SACRAMENTO, Calif. — Sacramento State University is making it a priority to make students with disabilities feel welcomed and accepted. Last year, the university opened the Disability Cultural Center, which is the first of its kinds in the CSU system.

The center provides students with disabilities a place to decompress without the fear of social stigma from classmates. They also have access to resources, such as counseling and technology. Reports show people with disabilities are less likely to complete a bachelor’s degree than those without. 


What You Need To Know

  • Stanford and UC Berkeley also have a disability cultural center

  • 12 more universities across the country are opening one

  • Reports show students with disabilities struggle to graduate at the same rate as students without a disability

  • The center provides students with disabilities a place to decompress without the fear of social stigma from classmates

The cultural center offers a sensory room for those feeling overstimulated.

This outlet for students with disabilities provides a similar space to the PRIDE center and the Women’s Resource Center on the college campus.

“We’re hoping that our space will encourage other colleges and other community groups to consider the disabled population as a culture and as a community,“ said Shannon Brown, the office manager at the Disability Access Center.

Brown, who is neurodivergent, is also a student at Sac State and takes advantage of the cultural center.

“We feel that having this space is opening doorways for our disabled community, communities across the country. I know that for myself, getting to a point where I saw my disabilities as just another one of my identities took a really long time,” Brown noted.

This space gives Brown a chance to connect with younger students who are still figuring out how to adjust to college life. She hopes the center provides a guiding light for other campuses to follow.

“We’re frequently viewed as a problem that needs a solution, as opposed to people…who the world isn’t designed to fit and we may need to be accommodated. So that you know, we don’t fit the standard mold and that means the mold needs to shift,” Brown adds.

Mary Lee Vance, the director at Sac State’s Disability Access Center, notes there are less than twenty campuses across the country that offer something similar.

“When you look at history, and you look at how disability is viewed as a negative, this is what holds students back. When students don’t feel comfortable with their identity. They’re not going to come out for help,” Vance said.

Vance oversaw the opening of the cultural center, which is something that she says she wished she had when she was growing up.

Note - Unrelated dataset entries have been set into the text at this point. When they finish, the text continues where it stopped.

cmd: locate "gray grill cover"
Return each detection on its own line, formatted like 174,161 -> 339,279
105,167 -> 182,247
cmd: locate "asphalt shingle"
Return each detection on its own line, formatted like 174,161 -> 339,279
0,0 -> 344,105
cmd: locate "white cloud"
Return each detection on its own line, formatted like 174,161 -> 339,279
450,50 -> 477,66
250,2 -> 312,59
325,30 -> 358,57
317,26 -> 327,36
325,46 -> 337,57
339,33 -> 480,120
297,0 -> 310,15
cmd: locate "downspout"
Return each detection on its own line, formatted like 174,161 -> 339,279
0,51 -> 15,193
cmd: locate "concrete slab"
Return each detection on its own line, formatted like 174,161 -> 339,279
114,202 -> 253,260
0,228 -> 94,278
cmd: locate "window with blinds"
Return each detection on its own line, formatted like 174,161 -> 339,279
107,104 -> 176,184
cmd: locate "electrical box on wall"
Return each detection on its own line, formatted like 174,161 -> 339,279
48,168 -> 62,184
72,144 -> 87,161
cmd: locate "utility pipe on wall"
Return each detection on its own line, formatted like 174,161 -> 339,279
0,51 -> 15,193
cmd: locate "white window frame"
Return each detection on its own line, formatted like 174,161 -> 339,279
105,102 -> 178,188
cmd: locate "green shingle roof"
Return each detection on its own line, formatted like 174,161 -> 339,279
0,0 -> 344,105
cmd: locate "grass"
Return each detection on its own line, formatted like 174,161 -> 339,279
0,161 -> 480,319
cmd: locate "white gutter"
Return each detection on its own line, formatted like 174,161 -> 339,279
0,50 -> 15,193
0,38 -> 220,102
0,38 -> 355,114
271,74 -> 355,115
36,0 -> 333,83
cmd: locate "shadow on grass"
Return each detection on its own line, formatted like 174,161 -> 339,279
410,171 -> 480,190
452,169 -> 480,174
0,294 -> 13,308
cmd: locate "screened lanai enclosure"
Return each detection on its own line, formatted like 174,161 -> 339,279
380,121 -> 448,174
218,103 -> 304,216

“It’s not only important that [students] have those legal rights for accommodations, but they also have addressed their personal social needs. Which as any other student campus has a right to… so that’s what this space provides,” Vance said. 

 

The center has been open for a little over a year. Vance says there isn’t data available yet to see how it’s helped students’ graduation rates. However, she has seen the benefit it provides to the students who have utilized the space.

“When students don’t feel comfortable with their identity, they’re not going to come out for help, they’re not going to come out for accommodations, they’re going to not have good retention. They’re going to drop out, they’re not going to graduate, they’re not going to be able to mix and mingle and succeed [in] society if they continue to believe that their disability is a negative,” Vance emphasized.

As students prepare for the start of fall semester, both Brown and Vance are ready to see the Disability Cultural Center filled with students looking for a place to be their authentic selves.

Stanford and UC Berkeley are the two other schools in California that have a disability cultural center. Twelve more universities across the country are opening up centers.